Biological Chemistry

Primary Wellesley Thesis Advisor

Yuichiro Suzuki

Additional Advisor(s)

Honorine Ward


The intestinal parasite Cryptosporidium causes the diarrheal disease, cryptosporidiosis worldwide. Previous work done with Cryptosporidium parvum in the Ward lab showed that a C-type lectin glycoprotein known as CpClec is expressed on the surface of sporozoites and merozoites, the life cycle stages of Cryptosporidium which invades host epithelial cells in the human intestine. CpClec was also been found to be important for attachment and infection of host cells by binding to host expressed glycosaminoglycans. Loss or reduction of these glycosaminoglycans not only inhibited attachment but also infection. In order to further determine the function of CpClec, Jacob Ludington in the Ward lab developed two novel transgenic strains using CRISPR/Cas9 technology: one expressing a CpClec-HA tag (HA) and one with a CpClec gene deletion (KO). In both transgenic parasite strains, a nanoluciferase gene and a Neomycin resistance cassette was inserted that is expressed independently of CpClec. Using HCT-8 intestinal epithelial cells and CpClec expressing oocysts, it was confirmed that CpClec does play a role in infection in vitro by measurement of luciferase levels expressed by HA-tagged (HA) and deleted (KO) CpClec strains in infected HCT-8 cell lysates.

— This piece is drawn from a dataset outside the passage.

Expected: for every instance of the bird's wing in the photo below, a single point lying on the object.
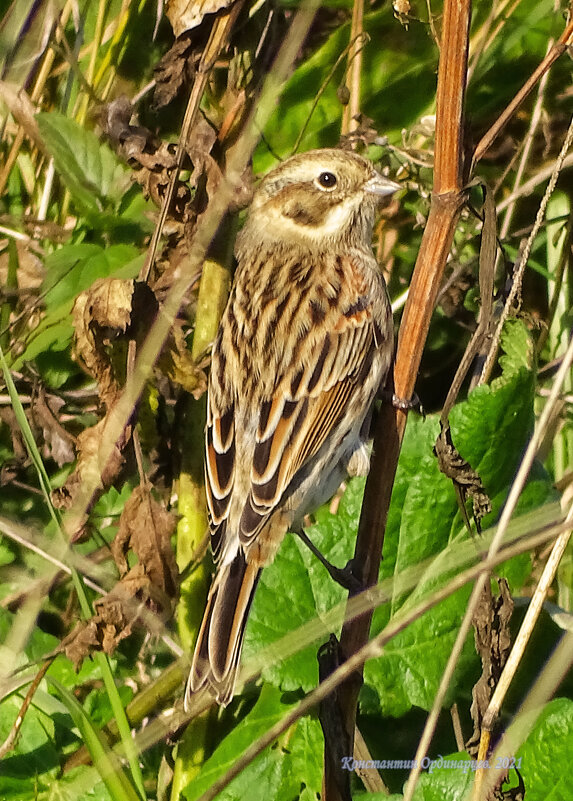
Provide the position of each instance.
(309, 397)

My role in this project was to participate in studies to determine the role of CpClec in an animal model in vivo and to determine its localization in the HA-tagged transgenic strain. Luciferase measurements in stool samples of infected mice showed that infection of interferon gamma (IFN-) deficient mice with CpClec KO oocysts resulted in significantly decreased infection compared to that with HA-tagged transgenic parasites in which the CpClec gene is intact. These results were confirmed through quantification of infection levels by analyzing 18S ribosomal RNA (rRNA) gene levels in stool samples via quantitative PCR. Additionally, immunofluorescence assays using an anti-HA antibody were used to determine that the localization of this protein throughout the Cryptosporidium life cycle appears to follow a specific pattern supporting its role in mediating infection. Confirmation of CpClec’s role in infection in in vivo models strengthens the importance of this protein as a potential target for drug or vaccine development against Cryptosporidium.